Le Christ est déposé
au tombeau par deux hommes. A sa tête se trouve Joseph d'Arimathie; aux pieds,
alors qu'on devrait trouver Nicodème, un aide lui est substitué. A gauche, une
sainte Femme est agenouillée. A l’arrière on retrouve la Vierge et Saint
Jean.
Vers 1500, la
diffusion de plus en plus grandes des gravures aura une influence sur la
peinture.
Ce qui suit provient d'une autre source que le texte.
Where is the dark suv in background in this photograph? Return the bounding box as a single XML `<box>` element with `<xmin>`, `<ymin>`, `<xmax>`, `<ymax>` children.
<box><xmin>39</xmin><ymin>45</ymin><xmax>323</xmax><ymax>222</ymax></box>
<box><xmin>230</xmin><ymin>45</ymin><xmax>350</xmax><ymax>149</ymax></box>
Dans ce cas-ci nous trouvons une évidente source d'inspiration dans
trois gravures de Dürer datées de 1509 et 1512. Le triptyque n'est cependant
pas une copie conforme. Les modifications sont dues à la transpositions des
gravures dans le cadre plus étroit des volets (resserrement général de la
composition, disparition de personnages secondaires voire principaux). D’autre
part, des modifications stylistiques témoignent du milieu de travail du
peintre. Ceci permet d’attribuer le tableau à l’école brugeoise du XVIème
siècle. Tout indique que ce tableau est peint avec encore l’héritage de
l’art de Memling mais déjà les influences d’une première Renaissance des
ateliers brugeois d’A. Benson et A. Ysenbrant. La date approximative de 1540
peut être avancée, moment où coexistent dans l’école brugeoise ces deux
tendances.
Bibliographie:
DE
CORTE E., 1984.
Le mobilier de l’église St-Etienne Chronologie générale. In : Le Folklore
Brabançon, n° 241-242 . pp 441 à 444.
DEPREAY
P., 1984.
Triptyque de la Passion. In : Le Folklore Brabançon, n° 241-242 . pp 461 à
466.
LEFEVRE
PH.-J., 1948 (?).
Histoire de Court-Saint-Etienne. Inédit, 725 p.